The increase in transcripts for several genes at the eight-cell stage is a strong indication of their importance for major events that follow the embryo genome activation. To that end, the fact that most of the annotated co-expressing genes were related to translation, indicates that hundreds of those uncharacterized genes produce proteins that either have a direct role in protein synthesis or participate in the regulation of downstream genes directly related to protein synthesis. The notion that those uncharacterized genes participate in the regulation of other genes is also supported by the co-expression of hundreds of uncharacterized genes with genes annotated with transcription related to biological functions. Another in silico layer of support for the importance of those novel genes and possible new genes (522 genes) was their co-expression with several genes annotated with biological functions related to embryo development and/or stem cell pluripotency, such as KLF4 [106,107,108], ALKBH1 [109, 110], and SUPT6H [111, 112]. Collectively, the increase in transcription at the eight-cell stage and co-expression with genes that are important for embryo development support their critical role in the early stages of development.

The different expression patterns of novel genes and potential new genes during early embryonic development stages indicate a stage-specific importance that could also be associated with TE. Repetitive elements have a dynamic regulation of TEs in human [21] and mouse [20] pre-implantation embryos and some of those families are suggested to be expressed pluripotency-stage-specifically [113, 114]. Such a relationship is also suggested due to the presence of the same transcription factor binding sites located by TE [115, 116], which explains the high correlation with genes enriched in transcriptional and translation regulation, and more specifically, stem cells population maintenance and embryo/blastocyst development, such as STAT3, PRDM14, and NANOG, which are well-known to be involved in pluripotency and embryo development in cattle [117,118,119,120].

In order to test how critical those novel or potential new genes are for embryo survival, we deleted exon 2 of the gene ENSBTAG00000068261, also identified as LOC132342749 on RefSeq/NCBI database.
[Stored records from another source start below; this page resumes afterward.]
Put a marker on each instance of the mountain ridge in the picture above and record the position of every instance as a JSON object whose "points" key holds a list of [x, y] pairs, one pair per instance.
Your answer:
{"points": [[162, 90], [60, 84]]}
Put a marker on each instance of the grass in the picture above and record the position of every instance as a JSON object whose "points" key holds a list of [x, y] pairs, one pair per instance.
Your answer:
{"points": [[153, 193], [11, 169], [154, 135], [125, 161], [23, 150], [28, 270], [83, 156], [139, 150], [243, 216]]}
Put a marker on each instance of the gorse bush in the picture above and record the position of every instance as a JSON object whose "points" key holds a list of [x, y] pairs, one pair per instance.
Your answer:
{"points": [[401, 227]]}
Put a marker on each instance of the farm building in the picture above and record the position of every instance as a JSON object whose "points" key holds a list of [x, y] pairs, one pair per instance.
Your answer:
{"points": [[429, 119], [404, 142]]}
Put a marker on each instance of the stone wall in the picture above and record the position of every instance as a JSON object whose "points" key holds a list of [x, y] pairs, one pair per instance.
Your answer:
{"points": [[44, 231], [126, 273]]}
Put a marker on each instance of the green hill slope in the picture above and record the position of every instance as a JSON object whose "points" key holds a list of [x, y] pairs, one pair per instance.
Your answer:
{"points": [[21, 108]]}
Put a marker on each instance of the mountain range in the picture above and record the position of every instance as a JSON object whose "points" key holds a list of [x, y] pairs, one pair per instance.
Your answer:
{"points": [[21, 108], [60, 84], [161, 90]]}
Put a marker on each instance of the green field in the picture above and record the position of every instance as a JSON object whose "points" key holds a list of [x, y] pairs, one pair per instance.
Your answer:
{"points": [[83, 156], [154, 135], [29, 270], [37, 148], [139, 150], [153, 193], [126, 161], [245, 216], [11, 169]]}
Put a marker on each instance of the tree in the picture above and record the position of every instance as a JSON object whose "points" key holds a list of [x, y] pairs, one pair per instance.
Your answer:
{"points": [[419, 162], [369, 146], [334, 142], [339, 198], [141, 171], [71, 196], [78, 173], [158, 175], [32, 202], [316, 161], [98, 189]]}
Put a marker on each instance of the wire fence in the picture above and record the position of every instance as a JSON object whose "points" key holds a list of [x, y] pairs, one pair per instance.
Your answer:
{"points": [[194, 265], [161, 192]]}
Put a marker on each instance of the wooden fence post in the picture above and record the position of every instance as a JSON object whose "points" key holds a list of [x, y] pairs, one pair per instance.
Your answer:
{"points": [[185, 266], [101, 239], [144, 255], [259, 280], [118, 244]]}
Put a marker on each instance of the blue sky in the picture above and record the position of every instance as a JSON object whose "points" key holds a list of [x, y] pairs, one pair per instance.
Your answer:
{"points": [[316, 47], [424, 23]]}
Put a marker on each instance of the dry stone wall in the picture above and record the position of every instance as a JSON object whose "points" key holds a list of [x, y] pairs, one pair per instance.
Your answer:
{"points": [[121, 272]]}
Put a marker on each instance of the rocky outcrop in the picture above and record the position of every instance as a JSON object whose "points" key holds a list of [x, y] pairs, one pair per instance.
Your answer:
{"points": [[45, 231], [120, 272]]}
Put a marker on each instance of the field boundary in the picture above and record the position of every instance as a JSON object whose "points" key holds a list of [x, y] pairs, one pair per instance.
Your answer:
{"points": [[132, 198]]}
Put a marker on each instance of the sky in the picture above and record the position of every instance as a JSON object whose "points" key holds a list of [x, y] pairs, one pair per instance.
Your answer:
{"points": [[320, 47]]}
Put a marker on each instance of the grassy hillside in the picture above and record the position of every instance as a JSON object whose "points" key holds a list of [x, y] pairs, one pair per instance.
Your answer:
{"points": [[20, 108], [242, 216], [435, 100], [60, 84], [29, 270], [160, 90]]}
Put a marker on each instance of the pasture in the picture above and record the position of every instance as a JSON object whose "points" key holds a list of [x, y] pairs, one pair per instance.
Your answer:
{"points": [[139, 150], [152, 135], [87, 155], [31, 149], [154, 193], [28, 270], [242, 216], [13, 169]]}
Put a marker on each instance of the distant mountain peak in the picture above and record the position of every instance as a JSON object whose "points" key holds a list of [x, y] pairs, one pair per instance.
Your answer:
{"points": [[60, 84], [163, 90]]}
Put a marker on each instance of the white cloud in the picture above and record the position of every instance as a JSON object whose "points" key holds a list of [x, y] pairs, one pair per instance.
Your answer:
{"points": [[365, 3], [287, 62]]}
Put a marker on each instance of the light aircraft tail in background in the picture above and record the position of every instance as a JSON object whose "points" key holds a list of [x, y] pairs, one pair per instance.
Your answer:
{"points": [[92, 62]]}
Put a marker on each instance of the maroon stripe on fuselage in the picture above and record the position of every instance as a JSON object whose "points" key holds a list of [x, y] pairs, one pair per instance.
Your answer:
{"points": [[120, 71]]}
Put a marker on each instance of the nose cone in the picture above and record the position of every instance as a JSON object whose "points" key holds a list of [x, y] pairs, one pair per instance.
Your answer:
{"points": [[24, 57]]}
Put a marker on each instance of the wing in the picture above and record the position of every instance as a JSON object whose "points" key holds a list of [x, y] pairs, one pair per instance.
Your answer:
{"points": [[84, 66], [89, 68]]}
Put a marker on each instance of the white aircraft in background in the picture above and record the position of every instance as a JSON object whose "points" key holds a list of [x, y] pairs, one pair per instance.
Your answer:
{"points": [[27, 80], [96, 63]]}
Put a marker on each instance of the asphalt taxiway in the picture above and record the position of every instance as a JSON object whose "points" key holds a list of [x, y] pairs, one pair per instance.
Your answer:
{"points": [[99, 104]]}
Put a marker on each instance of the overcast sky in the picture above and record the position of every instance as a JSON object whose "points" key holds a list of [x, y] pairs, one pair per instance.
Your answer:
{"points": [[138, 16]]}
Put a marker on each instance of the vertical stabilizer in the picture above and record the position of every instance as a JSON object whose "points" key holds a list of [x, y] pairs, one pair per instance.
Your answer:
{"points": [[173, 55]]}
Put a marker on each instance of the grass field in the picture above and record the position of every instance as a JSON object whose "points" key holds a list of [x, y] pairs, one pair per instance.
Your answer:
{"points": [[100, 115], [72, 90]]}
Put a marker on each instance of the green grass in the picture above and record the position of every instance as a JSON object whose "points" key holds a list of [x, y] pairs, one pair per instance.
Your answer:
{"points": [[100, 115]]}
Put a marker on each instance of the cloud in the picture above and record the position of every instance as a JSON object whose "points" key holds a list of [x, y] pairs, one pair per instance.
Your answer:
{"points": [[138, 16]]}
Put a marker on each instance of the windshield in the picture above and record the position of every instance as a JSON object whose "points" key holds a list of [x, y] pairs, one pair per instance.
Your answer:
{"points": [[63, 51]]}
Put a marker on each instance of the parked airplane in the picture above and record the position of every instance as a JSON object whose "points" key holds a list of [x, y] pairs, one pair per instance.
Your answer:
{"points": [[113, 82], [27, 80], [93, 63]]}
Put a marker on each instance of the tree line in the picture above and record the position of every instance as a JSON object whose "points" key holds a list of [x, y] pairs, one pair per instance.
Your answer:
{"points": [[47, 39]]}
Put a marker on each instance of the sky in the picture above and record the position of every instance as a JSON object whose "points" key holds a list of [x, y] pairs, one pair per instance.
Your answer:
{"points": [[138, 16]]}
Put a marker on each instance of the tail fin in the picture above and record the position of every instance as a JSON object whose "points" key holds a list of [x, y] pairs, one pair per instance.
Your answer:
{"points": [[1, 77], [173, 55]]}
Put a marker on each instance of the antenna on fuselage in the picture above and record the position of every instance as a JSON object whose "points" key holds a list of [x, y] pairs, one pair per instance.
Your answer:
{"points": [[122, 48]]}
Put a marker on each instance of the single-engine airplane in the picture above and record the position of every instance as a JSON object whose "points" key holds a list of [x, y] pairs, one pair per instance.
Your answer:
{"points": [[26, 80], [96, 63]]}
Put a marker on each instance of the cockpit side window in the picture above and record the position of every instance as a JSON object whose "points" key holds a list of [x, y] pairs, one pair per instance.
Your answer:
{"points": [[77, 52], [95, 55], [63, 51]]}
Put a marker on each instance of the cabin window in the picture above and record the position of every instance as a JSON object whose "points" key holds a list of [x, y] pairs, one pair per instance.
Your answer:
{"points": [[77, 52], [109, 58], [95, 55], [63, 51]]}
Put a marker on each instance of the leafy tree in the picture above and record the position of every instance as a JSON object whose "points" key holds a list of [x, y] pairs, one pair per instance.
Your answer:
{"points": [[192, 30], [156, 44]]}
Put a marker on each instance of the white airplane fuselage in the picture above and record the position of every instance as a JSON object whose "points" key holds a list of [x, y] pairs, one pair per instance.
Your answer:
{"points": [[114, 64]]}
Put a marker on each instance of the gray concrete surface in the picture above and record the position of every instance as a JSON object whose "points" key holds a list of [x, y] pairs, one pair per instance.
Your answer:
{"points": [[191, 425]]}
This gene was originally selected for gene editing as a potential new gene but was annotated as a novel gene in January/2024, receiving the description of “F-box only protein 27-like”. As a member of the F-box protein genes, it is possible that F-box only protein 27-like participates in the SFC complex, which is comprised of Cullin, RBX1, and SKP1 proteins, all of which have an important role in the ubiquitination of maternal proteins during the maternal-to-zygotic transition [121]. The SFC complex also participates in the regulation of cell proliferation and differentiation [122, 123], which is aligned with the co-expression between transcripts of F-box only protein 27-like and other genes known to regulate pluripotency. A role of F-box only protein 27-like in pluripotency is also supported by embryonic arrest at the morula stage when loss-of-function in induced in zygotes.. A Similar phenotype was observed by Kinterova et al. [124] when SFC complex activity was inhibited. The findings are an example that several genes that remain poorly studied have important biological implications in early embryo development.

Conclusion

Fifteen years after the release of the first draft of the cattle genome [125], our study reveal that thousands of genes have yet to be annotated. The findings also provide multiple lines of evidence that possible new genes have a critical role in early stages of embryo development, some of which are necessary for the correct formation of blastocysts. The findings herein add important insights to the complex biology involving genes expressed in oocytes and embryos and their role in the acquisition of developmental competence to achieve a successful pregnancy.